Paroxetine Side Effects
Some side effects of paroxetine may not be reported. Always consult your doctor or healthcare specialist for medical advice. You may also report side effects to the FDA.
For the Consumer
Applies to paroxetine: oral suspension, oral tablet, oral tablet extended release
Get emergency medical help if you have any of these signs of an allergic reaction while taking paroxetine: skin rash or hives; difficulty breathing; swelling of your face, lips, tongue, or throat.

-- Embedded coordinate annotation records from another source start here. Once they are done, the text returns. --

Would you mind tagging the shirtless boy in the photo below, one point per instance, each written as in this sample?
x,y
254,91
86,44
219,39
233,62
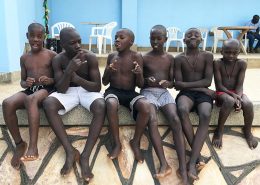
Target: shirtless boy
x,y
78,81
124,71
229,75
37,80
158,76
193,76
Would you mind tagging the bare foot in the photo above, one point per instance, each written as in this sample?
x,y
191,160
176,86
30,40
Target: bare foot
x,y
200,164
115,152
18,153
31,155
86,173
70,160
192,172
250,139
183,176
217,139
163,172
137,152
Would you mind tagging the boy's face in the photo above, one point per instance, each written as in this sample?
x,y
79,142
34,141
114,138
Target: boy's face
x,y
193,38
157,39
35,37
72,43
123,40
230,52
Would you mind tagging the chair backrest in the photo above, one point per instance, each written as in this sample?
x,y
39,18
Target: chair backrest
x,y
172,33
59,26
108,28
204,33
219,34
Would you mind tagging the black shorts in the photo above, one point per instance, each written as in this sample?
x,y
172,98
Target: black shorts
x,y
126,98
33,89
197,97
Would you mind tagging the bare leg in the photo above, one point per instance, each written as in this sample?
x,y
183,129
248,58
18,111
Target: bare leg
x,y
227,104
248,114
32,103
155,136
143,108
10,105
170,111
112,116
98,109
51,106
204,111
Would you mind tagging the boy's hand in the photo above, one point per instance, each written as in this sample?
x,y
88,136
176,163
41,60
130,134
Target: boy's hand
x,y
29,81
164,83
46,80
151,81
74,77
137,69
178,85
76,62
112,67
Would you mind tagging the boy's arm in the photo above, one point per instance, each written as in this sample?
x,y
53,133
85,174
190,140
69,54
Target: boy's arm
x,y
61,78
138,70
208,75
218,80
25,81
94,84
23,73
107,72
178,73
241,78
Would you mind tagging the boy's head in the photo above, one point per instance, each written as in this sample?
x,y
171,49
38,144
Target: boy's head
x,y
124,39
70,40
255,19
192,38
158,36
230,49
35,36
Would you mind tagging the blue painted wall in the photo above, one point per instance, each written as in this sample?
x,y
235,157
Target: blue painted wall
x,y
15,17
139,15
77,11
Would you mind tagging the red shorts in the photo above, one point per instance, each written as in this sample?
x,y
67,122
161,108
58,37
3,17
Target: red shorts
x,y
221,92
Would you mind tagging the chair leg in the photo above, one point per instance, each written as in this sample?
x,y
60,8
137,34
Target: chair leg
x,y
167,46
89,46
100,40
105,45
111,45
215,46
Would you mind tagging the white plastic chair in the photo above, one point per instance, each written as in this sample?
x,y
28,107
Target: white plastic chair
x,y
173,33
219,35
204,36
58,27
102,33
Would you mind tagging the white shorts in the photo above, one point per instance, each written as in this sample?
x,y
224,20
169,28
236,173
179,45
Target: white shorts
x,y
76,96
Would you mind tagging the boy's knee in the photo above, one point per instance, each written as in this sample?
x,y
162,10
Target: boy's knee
x,y
98,106
111,103
183,111
247,105
47,104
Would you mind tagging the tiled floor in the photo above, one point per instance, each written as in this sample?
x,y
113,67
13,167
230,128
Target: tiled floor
x,y
235,163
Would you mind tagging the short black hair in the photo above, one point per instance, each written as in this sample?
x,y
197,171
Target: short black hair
x,y
35,24
129,32
192,29
65,32
159,27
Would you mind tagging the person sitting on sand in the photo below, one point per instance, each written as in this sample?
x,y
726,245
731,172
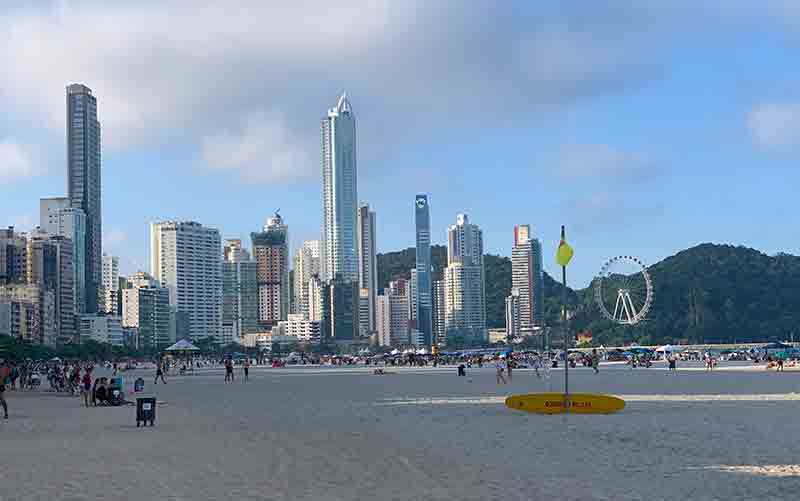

Report any new or worsening symptoms to your doctor, such as: mood or behavior changes, anxiety, panic attacks, trouble sleeping, or if you feel impulsive, irritable, agitated, hostile, aggressive, restless, hyperactive (mentally or physically), more depressed, or have thoughts about suicide or hurting yourself.
Call your doctor at once if you have:
unusual bone pain or tenderness, swelling or bruising;
easy bruising, unusual bleeding (nose, mouth, vagina, or rectum), coughing up blood;
agitation, hallucinations, fever, fast heart rate, overactive reflexes, nausea, vomiting, diarrhea, feeling unsteady, loss of coordination, fainting;
very stiff (rigid) muscles, high fever, sweating, confusion, fast or uneven heartbeats, tremors, overactive reflexes, feeling like you might pass out;
headache, trouble concentrating, memory problems, weakness, confusion, hallucinations, seizure, shallow breathing or breathing that stops; or
severe skin reaction -- fever, sore throat, swelling in your face or tongue, burning in your eyes, skin pain, followed by a red or purple skin rash that spreads (especially in the face or upper body) and causes blistering and peeling.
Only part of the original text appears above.